The main limitation of vibe coding is that the quality of the output depends heavily on prompt clarity and developer oversight. While the model can generate structured code that looks correct, it may miss edge cases, produce inconsistent naming, or introduce subtle bugs when integrating multiple components. This risk increases in large applications where many modules interact. Developers must validate the output line by line and ensure the generated code aligns with actual business logic. This is especially important when building vector search systems where embedding consistency, index configuration, and query correctness directly affect application behavior.

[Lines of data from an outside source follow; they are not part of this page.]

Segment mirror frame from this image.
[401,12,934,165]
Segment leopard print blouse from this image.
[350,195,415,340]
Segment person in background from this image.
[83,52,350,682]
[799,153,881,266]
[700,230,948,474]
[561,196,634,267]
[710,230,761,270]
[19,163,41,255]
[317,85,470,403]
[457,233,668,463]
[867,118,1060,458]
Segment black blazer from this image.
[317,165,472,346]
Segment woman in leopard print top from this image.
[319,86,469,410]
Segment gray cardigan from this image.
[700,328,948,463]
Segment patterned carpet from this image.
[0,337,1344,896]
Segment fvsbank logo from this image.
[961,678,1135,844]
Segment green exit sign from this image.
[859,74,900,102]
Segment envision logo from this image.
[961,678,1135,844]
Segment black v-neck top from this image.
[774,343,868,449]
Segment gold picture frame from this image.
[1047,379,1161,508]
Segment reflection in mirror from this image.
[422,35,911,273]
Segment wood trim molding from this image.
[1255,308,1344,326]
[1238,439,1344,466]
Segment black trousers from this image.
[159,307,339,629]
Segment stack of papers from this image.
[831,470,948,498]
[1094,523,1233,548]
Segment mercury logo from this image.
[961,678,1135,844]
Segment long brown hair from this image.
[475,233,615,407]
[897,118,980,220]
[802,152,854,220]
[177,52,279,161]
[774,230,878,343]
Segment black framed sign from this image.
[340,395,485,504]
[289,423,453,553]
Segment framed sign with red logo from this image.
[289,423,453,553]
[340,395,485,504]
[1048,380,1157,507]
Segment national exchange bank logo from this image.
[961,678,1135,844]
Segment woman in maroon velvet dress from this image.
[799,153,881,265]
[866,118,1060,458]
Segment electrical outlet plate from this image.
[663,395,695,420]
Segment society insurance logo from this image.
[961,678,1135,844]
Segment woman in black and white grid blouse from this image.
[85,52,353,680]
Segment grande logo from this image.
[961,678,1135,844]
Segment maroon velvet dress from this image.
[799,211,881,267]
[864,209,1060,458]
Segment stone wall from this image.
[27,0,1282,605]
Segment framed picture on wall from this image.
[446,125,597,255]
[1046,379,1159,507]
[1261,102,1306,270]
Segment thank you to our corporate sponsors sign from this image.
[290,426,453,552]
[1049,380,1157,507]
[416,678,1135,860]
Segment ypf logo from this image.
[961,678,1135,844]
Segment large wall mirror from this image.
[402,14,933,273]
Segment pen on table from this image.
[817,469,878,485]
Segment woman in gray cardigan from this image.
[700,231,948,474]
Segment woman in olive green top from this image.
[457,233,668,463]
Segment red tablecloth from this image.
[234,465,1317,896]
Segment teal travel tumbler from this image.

Another limitation is long-term consistency. The model does not maintain persistent memory of your codebase unless you actively show it the relevant files. This means it can generate outdated imports, mismatched parameter names, or inconsistent logic if earlier versions of files are not provided. As a result, vibe coding works best when the developer periodically prompts the model with up-to-date summaries, directory structures, or key class definitions. In multi-module applications involving Milvus—where ingestion, indexing, and search components must align—this form of manual context management becomes even more important.
Finally, vibe coding struggles with tasks requiring deep domain knowledge or nuanced trade-offs. It can scaffold a Milvus ingestion pipeline, but it cannot reliably choose the ideal index type, memory allocation, or search parameters for a specific workload. It can generate authentication code, but it might forget important security measures unless explicitly asked. These limitations mean vibe coding excels at accelerating boilerplate and producing structured components but cannot replace engineering judgment. Developers must still design architectures, enforce security policies, and validate performance-critical logic.